というのもスフィアが「広いから手分けね」と言い残し勝手にどこかへといったのだ。
(あいつ、また裏切らないわよね)
確かにこの魔王城は広いので、スフィアの意見は間違っていないが同時に敵の懐だ。
レンコもすでに何人かの兵士に気絶していただいた。
そしてレンコは魔王の私室の方へと向かっていた。
残念ながらそこには別の人物がいた。
「ふむ、侵入者がいると聞いてきたが…その刀を見るに剣士か」
ニトベとレンコはお互いに対峙した。
「ほう、見るに仲間はいないようだ。
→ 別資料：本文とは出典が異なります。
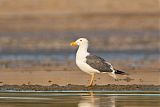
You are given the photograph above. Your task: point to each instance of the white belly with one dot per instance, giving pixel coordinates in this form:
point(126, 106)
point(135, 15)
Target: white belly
point(86, 68)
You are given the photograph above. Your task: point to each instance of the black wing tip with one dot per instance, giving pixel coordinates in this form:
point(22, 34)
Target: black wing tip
point(120, 72)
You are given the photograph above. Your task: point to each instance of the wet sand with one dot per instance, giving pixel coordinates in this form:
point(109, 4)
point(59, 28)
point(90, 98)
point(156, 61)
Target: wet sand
point(41, 80)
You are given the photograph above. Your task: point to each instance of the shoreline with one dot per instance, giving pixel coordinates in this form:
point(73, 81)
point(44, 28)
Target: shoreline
point(70, 87)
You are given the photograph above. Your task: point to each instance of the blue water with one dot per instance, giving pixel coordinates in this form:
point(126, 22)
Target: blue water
point(42, 99)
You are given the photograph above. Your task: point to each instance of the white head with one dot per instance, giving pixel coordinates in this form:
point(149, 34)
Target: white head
point(80, 42)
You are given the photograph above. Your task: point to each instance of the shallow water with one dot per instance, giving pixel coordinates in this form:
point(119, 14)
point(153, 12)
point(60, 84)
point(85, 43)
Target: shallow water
point(78, 100)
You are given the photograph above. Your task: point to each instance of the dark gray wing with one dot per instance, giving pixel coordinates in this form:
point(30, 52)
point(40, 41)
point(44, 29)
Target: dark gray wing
point(98, 63)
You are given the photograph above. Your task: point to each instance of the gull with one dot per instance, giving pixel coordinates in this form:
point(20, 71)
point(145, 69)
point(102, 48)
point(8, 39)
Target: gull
point(92, 64)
一人で拙者と戦うのか?女でも手加減はせぬぞ?」
「お生憎様、か弱い女の人生を過ごしてきたわけではないから平気よ」
そう言うが早いか、レンコは刀を取り出し、切りかかる。
「む?貴様、それはカッサイ・ヤギュウの刀≪響≫ではないか?」
ニトベは値踏みするかのようにして、レンコの刀である≪響≫を見る。
「えぇ、カッサイは私の父よ…そして、この刀は譲り受けた!」
刀、響に力を籠めるレンコ。
「ほう、カッサイに娘がいたのか…それは知らなかった」
意外といわんばかりにニトベは小さく言う。
「何よ」
「いや、カッサイに似ても似つかないぞ、貴様」
「…母親似なのよ」
母親の顔もうろ覚えでよく分からないが、レンコはぶっきらぼうに言う。
瞬間、レンコの剣戟がニトベへと届く、しかしニトベは己の刀を繰り出し、抑える。
「拙者はニトベ・サンジュウロウ・ニトベ。ラガーン様よりイグルシア帝国八蛇団第五団団長を任
された者」
「ラガーン…、第一団団長ね…」
「ラガーン様に敵う者なぞこの世におらん。貴様らが、万が一でも魔王を逃がしたとしても…すぐにラガーン様が率いる我らイグルシア帝国軍が捕まえるでしょう…そして、その前にこのニトベがあなたを刀の錆にしてくれましょう」
そういいニトベは自分の刀に手をかける。
「意外と口が達者なので、もっと寡黙な人かと思ったわ」
黒髪細めの長髪のニトベを見て、レンコはそういう。
「ふん、それで、カッサイの娘とやら…貴様も名乗るがよいぞ」
名乗るといってもレンコは戸惑った。
(うわー、こういう男らしいのはあまり受け付けないのよね)
そして、少し考えて言いたい事を言う事にしたレンコ。
「私はレンコ・ヤギュウ、リョウマを助けられ、助けた者よ」
「ほう、貴様があの復讐者の恋人か」
「復讐者?」
「リョウマ・フジタの事だ、ランドロセル王国を滅ぼし、そして魔王国へ再び逃げた男。イグルシアだけではなく、彼の行為は中々に騒然よな」
ニトベは顔に軽い笑みを浮かべながら言い続けた。
「彼は災いを運ぶ者でもある。住んでいる国がこうも滅ぼされるのだからな」
そういいニトベは言い、あざ笑った。
「そんな男に助けられたというとは貴様も酔狂な者よ」
レンコはニトベの言葉を聞き、確かに思う。
事実としてリョウマの住んでいた…もしくは召喚された国は災いに見舞われている。
それでも、少なくとも目の前の男にコケにされるような理不尽はレンコには耐えれなかった。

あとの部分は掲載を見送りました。